Deployment structure changes (Guzzle 2.3.0)
As per new deployment approach, guzzle reduces scope of shared storage just to keep guzzle module and third-party dependency jar files which can be referenced by activities running in the remote clusters. Guzzle API must be accessible from the remote clusters where guzzle activities are running. Following are the high-level changes -
- Shared storage account is not needed to be mounted on Guzzle VM or remote spark clusters
- Guzzle keeps all configs and logs on local file system of the Guzzle VM. Activities running in remote spark clusters use Guzzle APIs to read necessary configs and to write activity logs
- GUZZLE_HOME environment variable is not needed to be defined in Guzzle VM. All the directories from previous GUZZLE_HOME are now referred from GUZZLE_PRODUCT_HOME
- Guzzle config file guzzle.yml is removed. All the config properties from guzzle.yml are referred from guzzle-api.yml
- When shared storage is enabled - guzzle upgrade process will sync guzzle module and third-party dependency jar files every time guzzle is upgraded. Also there is an option to sync jar files with storage account in Guzzle UI
- Setup Workspace button from databricks compute editor is removed
#
Automatic upgrade steps- Move directories bin, conf, libs, logs, scripts and test-data from current GUZZLE_HOME to GUZZLE_PRODUCT_HOME
- Remove version.txt file from current GUZZLE_HOME
- Move config properties default_spark, java, guzzle and api from guzzle.yml to guzzle-api.yml
- Remove guzzle.yml and passphrase files from conf directory
- Remove config property dbfs_guzzle_dir from azure databricks compute configs
- Remove config property guzzle_storage_linked_service from azure synapse spark compute configs
- Remove mount properties of storage setting specified in guzzle-api.yml
- Add property
deployment_scheme: azure
under guzzle setting in guzzle-api.yml
#
Post upgrade manual setup steps- Ensure that Guzzle API is accessible from the remote spark cluster
- Navigate to Manage > Environment Config > Api Settings in Guzzle UI and specify Guzzle API URL, Key vault name and Secret name which is holding value of the passphrase
- Unmount guzzle shared storage account from Guzzle VM [Optional]

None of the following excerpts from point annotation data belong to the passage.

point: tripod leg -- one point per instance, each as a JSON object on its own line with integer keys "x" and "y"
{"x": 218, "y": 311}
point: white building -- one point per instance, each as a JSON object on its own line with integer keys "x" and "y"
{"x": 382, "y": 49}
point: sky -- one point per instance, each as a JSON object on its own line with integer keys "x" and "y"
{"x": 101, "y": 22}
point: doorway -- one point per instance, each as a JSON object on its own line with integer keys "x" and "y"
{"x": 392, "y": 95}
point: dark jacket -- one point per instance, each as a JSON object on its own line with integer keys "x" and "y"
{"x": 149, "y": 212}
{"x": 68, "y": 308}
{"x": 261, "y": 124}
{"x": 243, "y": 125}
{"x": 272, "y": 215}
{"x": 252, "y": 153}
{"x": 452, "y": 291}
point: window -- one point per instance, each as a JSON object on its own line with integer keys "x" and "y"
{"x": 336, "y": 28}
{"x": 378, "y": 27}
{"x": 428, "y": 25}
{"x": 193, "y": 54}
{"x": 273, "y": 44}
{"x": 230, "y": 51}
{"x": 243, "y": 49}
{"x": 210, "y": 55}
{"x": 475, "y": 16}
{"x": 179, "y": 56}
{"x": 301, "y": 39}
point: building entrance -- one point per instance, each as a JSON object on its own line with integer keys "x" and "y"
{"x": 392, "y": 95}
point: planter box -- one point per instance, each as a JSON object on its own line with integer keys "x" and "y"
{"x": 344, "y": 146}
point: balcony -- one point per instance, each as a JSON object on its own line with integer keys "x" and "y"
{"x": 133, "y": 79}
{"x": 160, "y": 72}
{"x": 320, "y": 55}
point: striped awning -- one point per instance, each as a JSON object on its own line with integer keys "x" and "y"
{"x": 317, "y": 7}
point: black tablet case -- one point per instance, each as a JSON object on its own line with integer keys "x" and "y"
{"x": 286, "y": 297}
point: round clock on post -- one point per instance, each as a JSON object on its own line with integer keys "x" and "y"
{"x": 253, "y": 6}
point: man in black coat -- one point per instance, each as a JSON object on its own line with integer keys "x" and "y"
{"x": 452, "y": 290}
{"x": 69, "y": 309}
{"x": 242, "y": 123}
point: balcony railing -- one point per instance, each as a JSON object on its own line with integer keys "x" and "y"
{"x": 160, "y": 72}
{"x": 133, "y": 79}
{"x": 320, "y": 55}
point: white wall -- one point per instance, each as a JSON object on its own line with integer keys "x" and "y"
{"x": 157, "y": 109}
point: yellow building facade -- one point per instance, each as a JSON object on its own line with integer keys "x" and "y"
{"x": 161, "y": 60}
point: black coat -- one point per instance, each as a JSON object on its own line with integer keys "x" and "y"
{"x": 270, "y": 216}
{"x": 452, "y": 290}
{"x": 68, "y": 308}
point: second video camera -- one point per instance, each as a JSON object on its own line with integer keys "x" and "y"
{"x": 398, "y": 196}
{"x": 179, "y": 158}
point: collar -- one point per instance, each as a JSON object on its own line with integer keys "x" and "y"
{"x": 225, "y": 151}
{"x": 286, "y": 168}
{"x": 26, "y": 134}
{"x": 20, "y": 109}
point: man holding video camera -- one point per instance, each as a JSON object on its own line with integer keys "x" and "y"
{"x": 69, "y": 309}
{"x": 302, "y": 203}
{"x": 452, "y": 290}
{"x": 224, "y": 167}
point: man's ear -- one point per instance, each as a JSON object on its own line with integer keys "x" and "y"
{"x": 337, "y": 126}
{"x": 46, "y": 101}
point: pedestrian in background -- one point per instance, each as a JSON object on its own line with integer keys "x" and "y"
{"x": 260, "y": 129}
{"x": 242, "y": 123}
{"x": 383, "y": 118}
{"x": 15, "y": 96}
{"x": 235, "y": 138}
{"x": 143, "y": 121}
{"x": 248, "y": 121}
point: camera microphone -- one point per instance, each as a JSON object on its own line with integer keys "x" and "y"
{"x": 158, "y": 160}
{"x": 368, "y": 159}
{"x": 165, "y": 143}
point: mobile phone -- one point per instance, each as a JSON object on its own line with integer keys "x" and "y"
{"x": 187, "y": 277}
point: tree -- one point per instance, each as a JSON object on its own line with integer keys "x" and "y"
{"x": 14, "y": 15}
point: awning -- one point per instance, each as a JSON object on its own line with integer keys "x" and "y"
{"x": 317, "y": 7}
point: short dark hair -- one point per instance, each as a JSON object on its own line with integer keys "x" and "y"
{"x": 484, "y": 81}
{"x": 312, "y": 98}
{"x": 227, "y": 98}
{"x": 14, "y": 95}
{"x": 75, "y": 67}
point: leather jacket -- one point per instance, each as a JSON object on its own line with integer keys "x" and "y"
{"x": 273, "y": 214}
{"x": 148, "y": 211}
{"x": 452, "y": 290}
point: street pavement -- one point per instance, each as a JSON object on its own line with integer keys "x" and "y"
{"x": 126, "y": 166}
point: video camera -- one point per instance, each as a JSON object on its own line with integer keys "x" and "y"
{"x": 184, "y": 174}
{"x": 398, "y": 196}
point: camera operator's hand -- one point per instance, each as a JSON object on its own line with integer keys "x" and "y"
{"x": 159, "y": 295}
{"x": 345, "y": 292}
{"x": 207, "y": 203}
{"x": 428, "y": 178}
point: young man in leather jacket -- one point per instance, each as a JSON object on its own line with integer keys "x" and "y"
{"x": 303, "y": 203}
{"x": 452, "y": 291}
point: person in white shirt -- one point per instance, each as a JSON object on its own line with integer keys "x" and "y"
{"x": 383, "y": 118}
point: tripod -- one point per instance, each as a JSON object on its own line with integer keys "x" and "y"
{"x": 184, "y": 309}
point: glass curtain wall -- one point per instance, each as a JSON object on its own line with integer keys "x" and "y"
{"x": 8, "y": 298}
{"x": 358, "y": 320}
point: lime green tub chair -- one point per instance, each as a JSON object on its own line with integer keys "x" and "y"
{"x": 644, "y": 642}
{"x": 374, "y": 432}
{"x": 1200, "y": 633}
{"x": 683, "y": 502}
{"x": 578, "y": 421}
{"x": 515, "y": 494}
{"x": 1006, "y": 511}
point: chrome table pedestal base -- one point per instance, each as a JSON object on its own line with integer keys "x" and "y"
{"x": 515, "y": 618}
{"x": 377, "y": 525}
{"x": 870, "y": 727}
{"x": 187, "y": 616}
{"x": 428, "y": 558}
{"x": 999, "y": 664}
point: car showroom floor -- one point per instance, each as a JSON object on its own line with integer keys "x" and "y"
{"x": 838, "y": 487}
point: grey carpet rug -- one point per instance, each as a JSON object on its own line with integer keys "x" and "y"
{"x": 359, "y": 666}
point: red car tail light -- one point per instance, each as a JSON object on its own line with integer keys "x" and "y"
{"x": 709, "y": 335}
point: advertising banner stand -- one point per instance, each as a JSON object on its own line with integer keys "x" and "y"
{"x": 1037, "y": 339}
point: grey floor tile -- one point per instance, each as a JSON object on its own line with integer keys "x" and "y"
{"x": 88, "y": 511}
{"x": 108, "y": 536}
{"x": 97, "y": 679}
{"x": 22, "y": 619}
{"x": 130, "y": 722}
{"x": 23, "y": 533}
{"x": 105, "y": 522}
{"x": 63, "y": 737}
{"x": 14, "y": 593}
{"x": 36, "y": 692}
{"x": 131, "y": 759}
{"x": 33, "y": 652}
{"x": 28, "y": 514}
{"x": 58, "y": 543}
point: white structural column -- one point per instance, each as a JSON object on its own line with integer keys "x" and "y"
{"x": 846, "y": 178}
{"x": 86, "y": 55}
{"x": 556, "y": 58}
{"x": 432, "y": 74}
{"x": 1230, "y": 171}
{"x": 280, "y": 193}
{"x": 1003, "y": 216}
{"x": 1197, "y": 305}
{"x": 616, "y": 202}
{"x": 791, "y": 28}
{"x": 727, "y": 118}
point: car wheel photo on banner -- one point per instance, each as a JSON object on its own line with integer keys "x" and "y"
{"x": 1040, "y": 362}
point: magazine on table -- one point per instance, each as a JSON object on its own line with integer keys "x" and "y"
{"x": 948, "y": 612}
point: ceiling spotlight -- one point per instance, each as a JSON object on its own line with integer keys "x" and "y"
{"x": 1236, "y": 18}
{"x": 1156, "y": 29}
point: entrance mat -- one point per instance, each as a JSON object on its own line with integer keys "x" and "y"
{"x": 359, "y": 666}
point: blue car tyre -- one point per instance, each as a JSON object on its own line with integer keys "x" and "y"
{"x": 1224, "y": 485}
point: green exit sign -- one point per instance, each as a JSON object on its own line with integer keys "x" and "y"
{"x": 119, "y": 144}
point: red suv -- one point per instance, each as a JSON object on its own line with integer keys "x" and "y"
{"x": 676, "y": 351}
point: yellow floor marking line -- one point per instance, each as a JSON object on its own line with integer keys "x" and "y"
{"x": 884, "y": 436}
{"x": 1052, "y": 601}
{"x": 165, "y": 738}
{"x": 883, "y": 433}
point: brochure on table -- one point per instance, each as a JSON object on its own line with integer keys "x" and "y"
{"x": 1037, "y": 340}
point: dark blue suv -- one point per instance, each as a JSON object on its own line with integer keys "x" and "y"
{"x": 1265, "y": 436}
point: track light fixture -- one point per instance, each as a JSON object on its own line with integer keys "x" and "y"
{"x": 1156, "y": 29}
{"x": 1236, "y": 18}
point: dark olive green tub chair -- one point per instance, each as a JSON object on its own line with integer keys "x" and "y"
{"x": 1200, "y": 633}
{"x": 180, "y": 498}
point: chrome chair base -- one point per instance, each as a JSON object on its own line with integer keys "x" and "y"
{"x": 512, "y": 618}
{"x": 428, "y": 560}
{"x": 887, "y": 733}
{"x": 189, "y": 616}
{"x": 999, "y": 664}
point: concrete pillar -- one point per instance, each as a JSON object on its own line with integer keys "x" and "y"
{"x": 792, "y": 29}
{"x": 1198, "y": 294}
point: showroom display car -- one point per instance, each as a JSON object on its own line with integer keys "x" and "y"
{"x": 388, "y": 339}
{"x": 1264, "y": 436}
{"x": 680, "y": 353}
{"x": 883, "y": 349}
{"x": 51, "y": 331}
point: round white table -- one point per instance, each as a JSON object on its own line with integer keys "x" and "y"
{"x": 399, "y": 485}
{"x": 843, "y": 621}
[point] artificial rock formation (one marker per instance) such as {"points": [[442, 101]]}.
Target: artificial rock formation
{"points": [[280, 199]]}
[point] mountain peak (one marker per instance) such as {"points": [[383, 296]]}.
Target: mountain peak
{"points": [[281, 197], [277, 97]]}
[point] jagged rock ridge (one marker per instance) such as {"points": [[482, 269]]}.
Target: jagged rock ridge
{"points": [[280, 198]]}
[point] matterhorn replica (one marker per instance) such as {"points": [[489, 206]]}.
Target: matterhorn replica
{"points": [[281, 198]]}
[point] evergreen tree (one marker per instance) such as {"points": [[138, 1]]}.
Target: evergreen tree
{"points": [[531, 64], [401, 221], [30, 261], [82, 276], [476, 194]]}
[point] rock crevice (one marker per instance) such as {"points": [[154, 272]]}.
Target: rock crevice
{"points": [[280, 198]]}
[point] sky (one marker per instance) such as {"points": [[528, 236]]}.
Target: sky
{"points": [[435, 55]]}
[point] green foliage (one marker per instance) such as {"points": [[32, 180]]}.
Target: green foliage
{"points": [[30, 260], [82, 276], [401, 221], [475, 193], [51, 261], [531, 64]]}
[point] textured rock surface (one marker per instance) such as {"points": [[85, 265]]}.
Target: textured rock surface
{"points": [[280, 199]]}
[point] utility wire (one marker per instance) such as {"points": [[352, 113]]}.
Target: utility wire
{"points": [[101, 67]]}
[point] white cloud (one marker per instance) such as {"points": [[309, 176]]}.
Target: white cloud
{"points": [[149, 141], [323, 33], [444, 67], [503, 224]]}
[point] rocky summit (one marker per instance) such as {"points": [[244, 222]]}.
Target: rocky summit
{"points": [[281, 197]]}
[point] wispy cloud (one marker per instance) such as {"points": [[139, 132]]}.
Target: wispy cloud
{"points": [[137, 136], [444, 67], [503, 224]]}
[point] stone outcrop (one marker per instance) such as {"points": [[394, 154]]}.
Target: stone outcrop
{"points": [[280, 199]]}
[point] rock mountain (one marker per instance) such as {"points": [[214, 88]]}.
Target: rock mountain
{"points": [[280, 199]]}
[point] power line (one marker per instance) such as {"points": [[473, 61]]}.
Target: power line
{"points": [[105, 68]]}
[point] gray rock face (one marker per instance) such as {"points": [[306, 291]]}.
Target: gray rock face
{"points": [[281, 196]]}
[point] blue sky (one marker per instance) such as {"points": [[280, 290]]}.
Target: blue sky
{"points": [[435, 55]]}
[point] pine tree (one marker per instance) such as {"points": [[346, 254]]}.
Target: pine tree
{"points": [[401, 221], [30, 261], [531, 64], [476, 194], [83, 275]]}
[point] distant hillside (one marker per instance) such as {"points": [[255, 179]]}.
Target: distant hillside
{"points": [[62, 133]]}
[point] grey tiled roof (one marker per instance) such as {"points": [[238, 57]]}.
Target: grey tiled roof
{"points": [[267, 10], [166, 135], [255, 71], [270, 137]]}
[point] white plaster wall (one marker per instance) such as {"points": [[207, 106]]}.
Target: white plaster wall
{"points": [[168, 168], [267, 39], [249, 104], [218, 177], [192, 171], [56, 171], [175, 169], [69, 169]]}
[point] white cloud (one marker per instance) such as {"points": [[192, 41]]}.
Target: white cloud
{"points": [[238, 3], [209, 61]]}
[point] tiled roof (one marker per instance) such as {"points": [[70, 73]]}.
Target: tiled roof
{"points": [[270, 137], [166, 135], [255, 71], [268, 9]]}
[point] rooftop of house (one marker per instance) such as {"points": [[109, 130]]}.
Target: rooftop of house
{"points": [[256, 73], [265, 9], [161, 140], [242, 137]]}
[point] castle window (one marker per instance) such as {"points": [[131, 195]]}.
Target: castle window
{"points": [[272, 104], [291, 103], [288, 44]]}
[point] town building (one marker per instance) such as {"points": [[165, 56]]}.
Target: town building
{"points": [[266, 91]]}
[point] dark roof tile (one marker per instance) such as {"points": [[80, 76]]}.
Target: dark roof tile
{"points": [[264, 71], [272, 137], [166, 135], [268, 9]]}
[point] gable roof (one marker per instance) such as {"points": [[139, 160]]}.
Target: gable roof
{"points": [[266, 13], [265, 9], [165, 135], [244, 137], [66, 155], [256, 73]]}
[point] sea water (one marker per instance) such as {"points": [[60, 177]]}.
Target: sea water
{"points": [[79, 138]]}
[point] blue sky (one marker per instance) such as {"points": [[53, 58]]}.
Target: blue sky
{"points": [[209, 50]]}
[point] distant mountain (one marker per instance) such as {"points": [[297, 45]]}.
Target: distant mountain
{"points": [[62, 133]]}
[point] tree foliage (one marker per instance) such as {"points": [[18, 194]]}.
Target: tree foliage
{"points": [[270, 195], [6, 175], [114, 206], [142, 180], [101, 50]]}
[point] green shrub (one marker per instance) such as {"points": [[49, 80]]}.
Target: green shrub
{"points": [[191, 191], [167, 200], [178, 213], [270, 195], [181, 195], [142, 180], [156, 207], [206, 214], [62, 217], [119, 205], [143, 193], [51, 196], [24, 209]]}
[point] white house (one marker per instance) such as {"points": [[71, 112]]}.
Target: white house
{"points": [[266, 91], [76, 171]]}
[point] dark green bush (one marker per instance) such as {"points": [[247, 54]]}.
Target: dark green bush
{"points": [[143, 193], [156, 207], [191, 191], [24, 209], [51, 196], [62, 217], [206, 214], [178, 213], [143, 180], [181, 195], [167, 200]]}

- Remove GUZZLE_HOME environment variable from guzzle service (/lib/systemd/system/guzzle.service) [Optional]
#
When using Azure databricks clusters -- In databricks analytics clusters - specify following spark config which will be used as credential to refer and install jars from the shared storage (secret value should be access key of the storage account) -
fs.azure.account.key.[storage-account-name].dfs.core.windows.net {{secrets/[secret-scope]/[secret-name]}}
- Unmount guzzle shared storage account from databricks workspace [Optional]
- GUZZLE_HOME environment variable is not needed for databricks analytics clusters and can be removed [Optional]
#
When using Azure synapse spark clusters -- Linked service for guzzle shared storage can be removed from synapse workspace [Optional]